It may seem unbelievable, but it's true: in entire Germany, Europe's automotive superpower, there are currrently only about 4,800 publicly accessible charging stations and 100 DC fast charging points for users of electric and plug-in vehicles.
German automaker Volkswagen will address this issue by installing approximately 12,000 EV charging stations at the company's facilities across the country. Even though this means that only 10% of Volkswagen's 120,000 corporate parking spots will offer their employees the chance to plug in, the change will be significant compared to current situation. Ever since the launch of the e-Golf (and other models from their EV and PEV line-up), Volkswagen has been promoting the use of electric-powered vehicles quite heavily.
Up until now Germany failed to provide any sensible sales incentives for potential owners of electric vehicles and displayed the very same attitude when it came to setting up a sufficient EV charging infrastructure - a task that has been mostly left to automakers and private companies, but the tables may turn in the near future.
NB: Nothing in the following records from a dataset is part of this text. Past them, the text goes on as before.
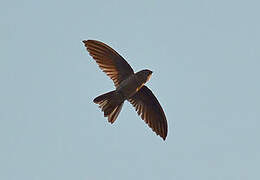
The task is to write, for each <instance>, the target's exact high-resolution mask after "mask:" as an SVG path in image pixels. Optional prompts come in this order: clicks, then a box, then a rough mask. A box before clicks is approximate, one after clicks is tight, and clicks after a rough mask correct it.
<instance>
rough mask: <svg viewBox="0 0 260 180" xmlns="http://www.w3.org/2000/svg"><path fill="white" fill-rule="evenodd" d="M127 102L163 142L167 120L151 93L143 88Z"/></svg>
mask: <svg viewBox="0 0 260 180" xmlns="http://www.w3.org/2000/svg"><path fill="white" fill-rule="evenodd" d="M129 102H130V103H131V104H132V105H133V106H134V107H135V109H136V111H137V113H138V115H141V118H142V119H143V120H144V121H145V122H146V123H147V124H148V125H149V126H150V127H151V128H152V130H153V131H154V132H155V133H156V134H157V135H159V136H161V137H162V138H163V140H165V139H166V136H167V129H168V127H167V120H166V117H165V114H164V112H163V109H162V107H161V105H160V103H159V101H158V100H157V99H156V97H155V96H154V94H153V93H152V91H151V90H150V89H149V88H148V87H146V86H143V87H142V88H141V89H140V90H139V91H137V93H135V95H134V96H132V97H131V98H129Z"/></svg>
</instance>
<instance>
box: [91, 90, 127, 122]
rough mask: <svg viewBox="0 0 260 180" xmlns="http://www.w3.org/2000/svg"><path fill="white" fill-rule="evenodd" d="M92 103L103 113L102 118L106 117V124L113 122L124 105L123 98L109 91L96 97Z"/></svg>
mask: <svg viewBox="0 0 260 180" xmlns="http://www.w3.org/2000/svg"><path fill="white" fill-rule="evenodd" d="M93 101H94V103H96V104H99V107H100V108H101V109H102V111H103V112H104V116H105V117H108V122H110V123H111V124H112V123H113V122H115V120H116V118H117V116H118V114H119V113H120V111H121V109H122V106H123V104H124V100H123V98H122V97H121V96H120V95H119V94H118V93H117V92H116V91H110V92H108V93H105V94H102V95H100V96H98V97H96V98H95V99H94V100H93Z"/></svg>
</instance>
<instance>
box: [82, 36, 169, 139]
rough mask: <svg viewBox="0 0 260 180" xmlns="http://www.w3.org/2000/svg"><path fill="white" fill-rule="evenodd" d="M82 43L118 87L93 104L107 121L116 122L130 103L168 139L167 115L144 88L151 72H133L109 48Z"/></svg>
mask: <svg viewBox="0 0 260 180" xmlns="http://www.w3.org/2000/svg"><path fill="white" fill-rule="evenodd" d="M83 43H84V44H85V46H86V49H87V50H88V52H89V54H90V55H91V56H92V57H93V58H94V59H95V61H96V62H97V64H98V65H99V67H100V68H101V69H102V71H103V72H105V73H106V74H107V75H108V76H109V77H110V78H111V79H112V80H113V82H114V85H115V87H116V90H114V91H111V92H108V93H105V94H103V95H100V96H98V97H96V98H95V99H94V103H96V104H99V107H100V108H101V110H102V111H103V112H104V116H105V117H108V121H109V122H110V123H113V122H115V120H116V118H117V117H118V115H119V113H120V111H121V109H122V106H123V103H124V101H125V100H128V101H129V102H130V103H131V104H132V105H133V106H134V107H135V109H136V111H137V113H138V115H140V116H141V118H142V119H143V120H144V121H145V122H146V123H147V124H148V125H149V127H151V128H152V130H153V131H154V132H155V133H156V134H157V135H159V136H161V137H162V138H163V140H165V139H166V136H167V120H166V117H165V114H164V112H163V109H162V107H161V105H160V103H159V101H158V100H157V99H156V97H155V96H154V94H153V93H152V91H151V90H150V89H149V88H148V87H146V86H145V85H144V84H145V83H146V82H147V81H148V80H149V79H150V77H151V74H152V71H150V70H142V71H139V72H137V73H134V71H133V69H132V68H131V66H130V65H129V64H128V63H127V62H126V60H125V59H124V58H123V57H122V56H120V55H119V54H118V53H117V52H116V51H115V50H113V49H112V48H111V47H109V46H108V45H106V44H104V43H102V42H100V41H95V40H87V41H83Z"/></svg>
According to Automotive News, German Chancellor Angela Merkel stated her government is examining further support to help bring one million electric cars onto German roads by the end of the decade and aims to make a decision by the end of the year. Merkel also said that Germany will have no choice but to offer further support (for electric cars) and that they will once again study all instruments of support that are also available internationally.